An official from the Federal Trade Commission explained why the commission would rather settle than pursue litigation in certain matters, including antitrust cases involving hospitals.
"While our litigated challenges grab headlines, most agency antitrust enforcement occurs through challenges settled by a consent order," Deborah Feinstein, director of the Bureau of Competition, said in a speech this week. "In my view, FTC consent orders are every bit as important in preserving competition and protecting consumers as are our successful litigation efforts."
Parties can use an FTC consent order to settle a case if they agree to discontinue or correct the practice challenged by the FTC. A party may decide to raise the topic of a settlement at any time during a pending investigation. "A well-crafted consent order can achieve divestiture necessary to preserve existing levels of competition, stop anticompetitive conduct, cause firms to take additional steps to restore competition or clear away impediments to future competition," said Ms. Feinstein.
If an agreement is not reached via a consent order, the case moves into litigation before an FTC administrative law judge. The FTC or respondent can then appeal that decision to the commission, which will either dismiss the case or issue a cease and desist order.
Ms. Feinstein explained a few of the "enormous benefits" the FTC sees when resolving matters through consent orders.
1. A consent order can lead to a quicker resolution. The time it takes to litigate a case can prolong the anticompetitive effects of the conduct in question, particularly if the merger is consummated, said Ms. Feinstein. But pending mergers aren't immune to the pressures of time. "Even where a merger is not consummated, obtaining relief quickly is important. Competition can be affected during the pendency of a merger. For example, customers and employees may go elsewhere because of the uncertainty related to the transaction," she said.
2. Litigation is resource-intensive. Ms. Feinstein said the FTC aims to be a good steward of public resources, and resolving matters through consent orders frees up resources for other investigations and challenges. "While decisions on fully litigated records may provide greater guidance on the state of the law, it is generally not good public policy to impose substantial costs on respondents and third parties to bring to trial matters that can be settled based on the sound application of law to the substantial record the commission has developed during an investigation," said Ms. Feinstein.
3. Litigation is uncertain. The FTC wants to achieve remedies before "the eggs are scrambled" and a remedy either becomes unavailable or less effective, according to Ms. Feinstein. This was the case when the FTC settled a case challenging Phoebe Putney Health System's 2011 acquisition of Palmyra Park Hospital in Albany, Ga. By the time it was settled, it became clear that divestiture would be an unavailable remedy due to Georgia's certificate of need law. This made divestiture "impossible" because a divested facility could not obtain a new CON license, according to Ms. Feinstein. The FTC instead accepted a proposed settlement that doesn't include divestiture but "represents the most effective and efficient resolution available," said Ms. Feinstein.
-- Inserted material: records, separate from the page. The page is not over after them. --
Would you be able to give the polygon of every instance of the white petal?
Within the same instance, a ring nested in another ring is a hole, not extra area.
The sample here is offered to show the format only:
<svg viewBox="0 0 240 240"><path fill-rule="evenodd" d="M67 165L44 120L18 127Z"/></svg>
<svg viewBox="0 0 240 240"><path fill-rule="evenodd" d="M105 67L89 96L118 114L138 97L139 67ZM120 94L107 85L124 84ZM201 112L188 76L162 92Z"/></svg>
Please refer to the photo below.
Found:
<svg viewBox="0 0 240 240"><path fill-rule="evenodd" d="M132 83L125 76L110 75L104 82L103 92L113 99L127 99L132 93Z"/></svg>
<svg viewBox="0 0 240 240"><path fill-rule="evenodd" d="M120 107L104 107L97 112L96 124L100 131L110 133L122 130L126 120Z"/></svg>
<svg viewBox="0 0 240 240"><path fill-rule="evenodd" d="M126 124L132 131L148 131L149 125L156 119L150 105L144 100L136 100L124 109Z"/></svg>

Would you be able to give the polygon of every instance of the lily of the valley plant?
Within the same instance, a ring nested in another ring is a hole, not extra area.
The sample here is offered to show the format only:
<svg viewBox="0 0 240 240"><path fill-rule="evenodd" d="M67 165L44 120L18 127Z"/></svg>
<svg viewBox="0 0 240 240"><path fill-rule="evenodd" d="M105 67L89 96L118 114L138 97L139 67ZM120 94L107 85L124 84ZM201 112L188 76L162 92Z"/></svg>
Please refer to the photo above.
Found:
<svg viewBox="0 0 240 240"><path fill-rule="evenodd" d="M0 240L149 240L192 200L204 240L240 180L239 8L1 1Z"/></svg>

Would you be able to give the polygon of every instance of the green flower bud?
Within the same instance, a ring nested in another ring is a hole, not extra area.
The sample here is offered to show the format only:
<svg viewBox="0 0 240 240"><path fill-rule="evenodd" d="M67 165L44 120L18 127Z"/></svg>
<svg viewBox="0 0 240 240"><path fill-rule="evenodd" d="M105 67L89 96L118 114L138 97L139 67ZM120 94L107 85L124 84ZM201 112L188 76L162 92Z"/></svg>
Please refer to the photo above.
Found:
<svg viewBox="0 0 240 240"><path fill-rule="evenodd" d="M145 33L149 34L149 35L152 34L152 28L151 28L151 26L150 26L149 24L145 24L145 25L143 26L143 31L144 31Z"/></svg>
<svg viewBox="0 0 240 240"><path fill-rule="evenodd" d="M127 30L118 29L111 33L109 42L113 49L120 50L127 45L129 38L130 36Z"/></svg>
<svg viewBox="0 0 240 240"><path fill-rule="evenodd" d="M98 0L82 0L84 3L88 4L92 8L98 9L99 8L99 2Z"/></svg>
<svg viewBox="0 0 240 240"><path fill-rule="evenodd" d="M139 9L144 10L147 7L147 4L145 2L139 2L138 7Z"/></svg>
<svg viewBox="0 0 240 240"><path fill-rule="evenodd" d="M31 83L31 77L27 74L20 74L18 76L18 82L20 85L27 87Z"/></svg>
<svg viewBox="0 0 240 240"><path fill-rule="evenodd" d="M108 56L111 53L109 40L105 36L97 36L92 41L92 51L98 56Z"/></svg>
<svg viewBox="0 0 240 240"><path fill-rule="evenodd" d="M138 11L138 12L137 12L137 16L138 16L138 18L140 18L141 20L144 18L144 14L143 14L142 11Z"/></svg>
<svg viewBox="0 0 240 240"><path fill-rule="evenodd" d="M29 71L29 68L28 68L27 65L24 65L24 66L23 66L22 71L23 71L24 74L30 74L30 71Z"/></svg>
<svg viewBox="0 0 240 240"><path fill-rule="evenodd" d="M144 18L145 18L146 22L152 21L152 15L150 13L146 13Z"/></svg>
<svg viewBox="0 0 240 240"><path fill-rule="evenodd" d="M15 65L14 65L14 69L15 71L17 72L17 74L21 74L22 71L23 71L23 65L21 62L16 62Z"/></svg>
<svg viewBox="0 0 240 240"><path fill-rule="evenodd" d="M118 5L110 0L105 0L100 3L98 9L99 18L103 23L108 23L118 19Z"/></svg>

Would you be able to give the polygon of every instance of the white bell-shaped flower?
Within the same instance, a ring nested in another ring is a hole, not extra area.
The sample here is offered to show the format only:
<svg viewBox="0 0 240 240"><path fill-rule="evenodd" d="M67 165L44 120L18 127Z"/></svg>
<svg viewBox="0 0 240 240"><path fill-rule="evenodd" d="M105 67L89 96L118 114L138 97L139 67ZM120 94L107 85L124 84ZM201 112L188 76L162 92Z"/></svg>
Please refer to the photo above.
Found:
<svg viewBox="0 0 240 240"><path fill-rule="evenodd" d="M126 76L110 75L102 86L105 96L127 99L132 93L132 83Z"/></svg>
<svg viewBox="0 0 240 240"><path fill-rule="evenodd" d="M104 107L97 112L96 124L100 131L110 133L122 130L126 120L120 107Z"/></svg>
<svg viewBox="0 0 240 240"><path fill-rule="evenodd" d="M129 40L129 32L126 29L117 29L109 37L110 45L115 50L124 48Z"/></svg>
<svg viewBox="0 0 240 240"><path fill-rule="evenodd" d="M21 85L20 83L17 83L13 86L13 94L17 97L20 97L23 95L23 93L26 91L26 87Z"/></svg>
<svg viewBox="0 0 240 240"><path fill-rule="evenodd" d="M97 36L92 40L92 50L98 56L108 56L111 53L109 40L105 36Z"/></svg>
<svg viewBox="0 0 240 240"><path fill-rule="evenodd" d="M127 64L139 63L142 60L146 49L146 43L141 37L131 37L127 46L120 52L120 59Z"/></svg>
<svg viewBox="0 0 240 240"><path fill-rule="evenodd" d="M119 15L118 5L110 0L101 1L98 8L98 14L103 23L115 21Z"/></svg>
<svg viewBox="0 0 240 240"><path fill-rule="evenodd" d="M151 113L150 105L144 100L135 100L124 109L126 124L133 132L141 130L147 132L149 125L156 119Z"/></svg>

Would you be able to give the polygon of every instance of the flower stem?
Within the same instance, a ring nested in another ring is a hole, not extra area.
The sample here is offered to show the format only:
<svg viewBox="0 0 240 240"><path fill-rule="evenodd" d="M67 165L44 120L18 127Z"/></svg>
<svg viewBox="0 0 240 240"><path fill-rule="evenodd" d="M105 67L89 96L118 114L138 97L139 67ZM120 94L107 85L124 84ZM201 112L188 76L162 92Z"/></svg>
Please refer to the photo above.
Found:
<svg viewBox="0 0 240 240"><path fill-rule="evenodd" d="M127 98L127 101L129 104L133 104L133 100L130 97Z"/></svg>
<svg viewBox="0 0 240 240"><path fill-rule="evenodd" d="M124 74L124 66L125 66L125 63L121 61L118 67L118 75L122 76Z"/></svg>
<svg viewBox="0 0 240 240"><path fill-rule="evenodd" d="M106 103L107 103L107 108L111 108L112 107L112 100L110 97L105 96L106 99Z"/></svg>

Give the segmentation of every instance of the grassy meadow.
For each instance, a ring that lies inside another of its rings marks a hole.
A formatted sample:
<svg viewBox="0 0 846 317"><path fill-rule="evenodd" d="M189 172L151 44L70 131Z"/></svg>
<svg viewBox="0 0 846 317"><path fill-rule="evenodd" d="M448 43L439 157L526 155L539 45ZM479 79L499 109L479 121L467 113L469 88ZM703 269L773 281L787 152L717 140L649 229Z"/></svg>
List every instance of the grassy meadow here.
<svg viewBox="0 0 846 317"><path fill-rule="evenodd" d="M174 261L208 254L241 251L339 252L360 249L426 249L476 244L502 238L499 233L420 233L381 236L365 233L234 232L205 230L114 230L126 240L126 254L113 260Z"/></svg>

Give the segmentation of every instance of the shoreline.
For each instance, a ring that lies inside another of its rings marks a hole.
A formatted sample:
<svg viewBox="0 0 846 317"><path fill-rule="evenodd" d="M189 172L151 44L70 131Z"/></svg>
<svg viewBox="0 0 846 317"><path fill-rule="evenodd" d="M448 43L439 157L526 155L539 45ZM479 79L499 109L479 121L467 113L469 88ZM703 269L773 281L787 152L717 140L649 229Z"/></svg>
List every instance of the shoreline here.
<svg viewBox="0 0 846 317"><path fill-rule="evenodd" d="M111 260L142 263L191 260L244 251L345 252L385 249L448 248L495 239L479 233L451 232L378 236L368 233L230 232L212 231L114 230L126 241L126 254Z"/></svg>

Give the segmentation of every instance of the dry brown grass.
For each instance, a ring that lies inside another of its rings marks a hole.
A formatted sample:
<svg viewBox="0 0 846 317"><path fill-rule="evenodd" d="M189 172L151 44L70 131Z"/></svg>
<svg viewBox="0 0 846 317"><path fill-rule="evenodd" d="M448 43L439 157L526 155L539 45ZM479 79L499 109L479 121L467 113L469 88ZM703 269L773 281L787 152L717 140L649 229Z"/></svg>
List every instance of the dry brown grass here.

4. Litigation can be a "blunt instrument." Ms. Feinstein said the decision to litigate is sometimes the result of a rejected settlement proposal. In these cases, the parties accept the litigation outcome will be "all or nothing." A merger may either be blocked or allowed to proceed in its entirety. "In contrast, a consent order allows us to be surgical in our approach," said Ms. Feinstein, "to eliminate the anticompetitive aspects of a transaction or conduct with the detailed information needed to do so while not adversely affecting precompetitive aspects of an arrangement."
5. The consent process involves back-and-forth discussions, which can be beneficial. Ms. Feinstein said the fair amount of negotiations involved in a settlement allow "all sides to fine-tune the specifics to maintain as much of the legitimate efficiencies as possible." For instance, if the parties can bring forward an upfront buyer and explain why a different divestiture package may be more effective than one proposed by the FTC, the commission is "always ready to listen," according to Ms. Feinstein.
Furthermore, Ms. Feinstein said the FTC tries to be transparent about what it considers an acceptable settlement. "Not surprisingly, parties often ask what it would take to resolve a competitive concern. When possible, staff will provide a response. Sometimes the parties supply a basic framework of what they have in mind for a settlement. At that point, staff may provide feedback — often quite detailed — in order to narrow the issues and provide the basis for an effective remedy," she said.